Archive for the ‘speaker identification’ Category
August 21, 2019
At a recent meeting Sensory was credited for “inventing the wake word”. I explained that Sensory certainly helped to evangelize and popularize it, but we didn’t “invent” it. What we really did was substantially improve upon the state of the art so that it became useable. And it was a VERY hard challenge since we did it in an era before deep learning allowed us to further improve the performance.
Today Sensory is taking on the challenge of sound and scene identification. There are many dozens of companies working on this challenge…and it’s another HUGE challenge. There are some similarities with wake words and dealing with speech but a lot of differences too! I’m writing this to provide an update on our progress, to share some of our techniques, compare a bit with wake words and speech, and to bring more clear metrics to the table to look at accuracy!

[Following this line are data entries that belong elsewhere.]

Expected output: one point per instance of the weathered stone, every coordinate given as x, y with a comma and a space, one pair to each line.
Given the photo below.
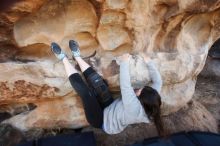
176, 35
9, 136
212, 68
54, 21
111, 37
57, 113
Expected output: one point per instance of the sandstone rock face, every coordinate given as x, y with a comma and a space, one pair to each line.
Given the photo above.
176, 35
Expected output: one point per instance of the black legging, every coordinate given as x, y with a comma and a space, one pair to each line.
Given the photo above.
92, 107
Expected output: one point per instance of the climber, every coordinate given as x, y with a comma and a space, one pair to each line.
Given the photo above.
113, 116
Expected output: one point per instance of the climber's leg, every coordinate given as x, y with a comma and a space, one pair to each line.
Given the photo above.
93, 78
93, 111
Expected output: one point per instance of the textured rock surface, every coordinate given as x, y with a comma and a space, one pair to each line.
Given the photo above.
175, 34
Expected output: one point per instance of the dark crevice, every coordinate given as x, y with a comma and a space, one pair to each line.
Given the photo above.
214, 51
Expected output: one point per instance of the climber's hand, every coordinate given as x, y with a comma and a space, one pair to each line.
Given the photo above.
123, 58
145, 57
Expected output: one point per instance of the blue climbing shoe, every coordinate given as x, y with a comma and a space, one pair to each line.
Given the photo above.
55, 48
74, 47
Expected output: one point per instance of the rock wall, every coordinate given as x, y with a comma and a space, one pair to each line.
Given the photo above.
175, 34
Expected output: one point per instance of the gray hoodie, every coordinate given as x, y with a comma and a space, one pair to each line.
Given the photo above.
128, 109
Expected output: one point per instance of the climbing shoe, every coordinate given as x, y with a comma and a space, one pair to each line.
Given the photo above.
74, 47
55, 48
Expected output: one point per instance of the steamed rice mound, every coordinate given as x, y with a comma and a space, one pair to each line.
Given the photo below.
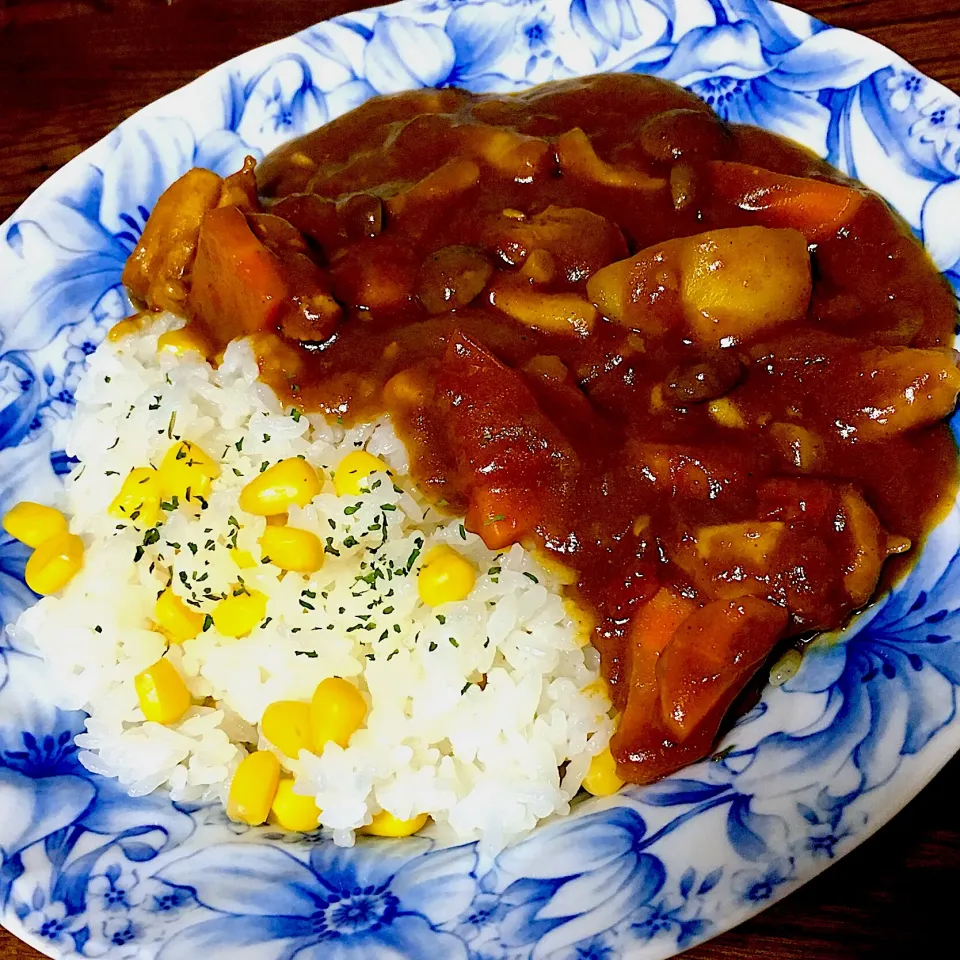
475, 707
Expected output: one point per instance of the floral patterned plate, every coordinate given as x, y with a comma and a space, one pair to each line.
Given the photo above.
86, 871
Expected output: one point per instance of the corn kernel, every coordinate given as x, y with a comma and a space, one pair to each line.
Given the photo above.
286, 724
187, 471
238, 614
243, 559
293, 811
54, 563
139, 498
124, 328
178, 621
353, 469
387, 825
337, 711
291, 481
601, 779
164, 697
445, 577
254, 788
32, 523
180, 342
292, 549
726, 413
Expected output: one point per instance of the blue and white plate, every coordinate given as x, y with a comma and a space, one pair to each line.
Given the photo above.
819, 765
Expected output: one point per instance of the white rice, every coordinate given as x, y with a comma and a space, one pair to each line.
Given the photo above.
484, 761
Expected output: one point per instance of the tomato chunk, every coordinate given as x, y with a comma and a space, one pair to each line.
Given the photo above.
508, 453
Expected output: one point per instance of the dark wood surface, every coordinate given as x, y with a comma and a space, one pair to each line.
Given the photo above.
71, 70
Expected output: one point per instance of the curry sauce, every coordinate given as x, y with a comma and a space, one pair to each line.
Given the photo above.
698, 368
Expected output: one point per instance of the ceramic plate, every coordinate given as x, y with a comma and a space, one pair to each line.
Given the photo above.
820, 764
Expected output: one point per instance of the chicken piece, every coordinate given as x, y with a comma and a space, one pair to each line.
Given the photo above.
867, 546
709, 660
728, 285
451, 278
380, 274
799, 448
751, 544
239, 282
687, 665
510, 153
695, 473
508, 453
567, 314
580, 241
452, 180
158, 270
578, 159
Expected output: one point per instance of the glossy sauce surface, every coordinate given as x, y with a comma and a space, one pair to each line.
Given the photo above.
707, 494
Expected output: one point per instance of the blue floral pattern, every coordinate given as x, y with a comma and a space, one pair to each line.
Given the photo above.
86, 871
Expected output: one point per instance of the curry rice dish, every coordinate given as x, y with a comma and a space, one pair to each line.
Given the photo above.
474, 449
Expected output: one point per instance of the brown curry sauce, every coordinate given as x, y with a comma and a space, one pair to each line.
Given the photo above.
430, 255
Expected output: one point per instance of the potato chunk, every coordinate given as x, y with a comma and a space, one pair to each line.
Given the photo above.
728, 286
168, 245
900, 389
750, 543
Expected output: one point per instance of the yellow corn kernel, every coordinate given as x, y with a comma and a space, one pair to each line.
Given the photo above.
164, 697
445, 577
387, 825
601, 779
726, 413
337, 711
179, 342
178, 621
54, 563
286, 724
32, 523
124, 327
353, 469
293, 811
187, 471
292, 549
291, 481
139, 498
238, 614
253, 788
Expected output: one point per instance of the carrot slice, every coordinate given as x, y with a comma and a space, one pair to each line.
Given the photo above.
816, 208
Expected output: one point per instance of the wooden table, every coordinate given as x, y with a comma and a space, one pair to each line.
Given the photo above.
71, 70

Sensory announced our initial SoundID solution at CES 2019 here.
Since then we have been working on accuracy improvements and adding gunshot identification into the mix of our sounds (CO2 and smoke alarms, glass break, baby cry, snoring, door knock/bell, scream/yell, etc.) to be identified.

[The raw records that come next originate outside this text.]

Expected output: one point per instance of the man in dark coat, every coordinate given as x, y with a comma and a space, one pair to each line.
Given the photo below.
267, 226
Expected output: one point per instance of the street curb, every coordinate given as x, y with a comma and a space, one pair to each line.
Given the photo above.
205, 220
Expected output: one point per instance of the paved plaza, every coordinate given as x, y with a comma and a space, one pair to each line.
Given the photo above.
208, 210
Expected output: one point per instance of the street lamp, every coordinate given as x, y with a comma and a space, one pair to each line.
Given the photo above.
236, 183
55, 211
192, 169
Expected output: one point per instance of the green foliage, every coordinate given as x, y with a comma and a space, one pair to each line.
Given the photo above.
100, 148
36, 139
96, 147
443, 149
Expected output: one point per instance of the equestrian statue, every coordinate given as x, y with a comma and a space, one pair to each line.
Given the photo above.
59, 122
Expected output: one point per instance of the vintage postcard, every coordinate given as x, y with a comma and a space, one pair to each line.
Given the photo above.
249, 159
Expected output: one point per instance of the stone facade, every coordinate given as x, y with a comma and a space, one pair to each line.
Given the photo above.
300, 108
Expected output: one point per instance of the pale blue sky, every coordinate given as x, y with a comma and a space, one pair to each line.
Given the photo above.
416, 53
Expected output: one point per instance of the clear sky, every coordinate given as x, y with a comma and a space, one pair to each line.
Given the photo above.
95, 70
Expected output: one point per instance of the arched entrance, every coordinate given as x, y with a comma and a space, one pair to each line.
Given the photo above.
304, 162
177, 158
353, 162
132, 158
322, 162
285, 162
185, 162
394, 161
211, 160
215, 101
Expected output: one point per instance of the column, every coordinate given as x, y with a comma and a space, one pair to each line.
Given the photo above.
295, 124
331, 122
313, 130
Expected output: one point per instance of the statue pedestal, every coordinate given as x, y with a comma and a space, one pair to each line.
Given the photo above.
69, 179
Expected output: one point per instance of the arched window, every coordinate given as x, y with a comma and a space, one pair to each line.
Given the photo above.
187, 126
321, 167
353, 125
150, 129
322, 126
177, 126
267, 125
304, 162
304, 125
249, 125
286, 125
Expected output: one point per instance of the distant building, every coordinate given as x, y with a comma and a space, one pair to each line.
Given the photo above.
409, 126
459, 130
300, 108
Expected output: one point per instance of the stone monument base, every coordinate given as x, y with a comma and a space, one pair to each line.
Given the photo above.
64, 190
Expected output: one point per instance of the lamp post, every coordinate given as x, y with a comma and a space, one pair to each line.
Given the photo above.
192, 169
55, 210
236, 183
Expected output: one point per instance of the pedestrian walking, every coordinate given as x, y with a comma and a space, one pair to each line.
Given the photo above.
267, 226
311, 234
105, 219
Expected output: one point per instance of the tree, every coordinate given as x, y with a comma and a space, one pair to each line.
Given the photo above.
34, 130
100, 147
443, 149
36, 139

Sensory is very proud of our progress in sound identification. We welcome and encourage others to share their accuracy reporting…I couldn’t find much online to determine “state of the art”.
Now we will begin work on scene analysis…and I expect Sensory to lead in this development as well!
January 11, 2019
Interview with Karen Webster, one of the best writers and interviewers in tech/fintech.
In 1994 the fastest imaginable connection to the internet was a 28.9 kbps dial-up modem and email was still mostly a new thing that many people were writing off as a fad. There was no such thing as Amazon.com for the first half the year and less than a third of American households owned computers. Given that, it’s not much of a surprise that the number of people thinking about voice-activated, artificial intelligence (AI)-enhanced wireless technology was extremely small — roughly the same as the number of people putting serious thought into flying cars.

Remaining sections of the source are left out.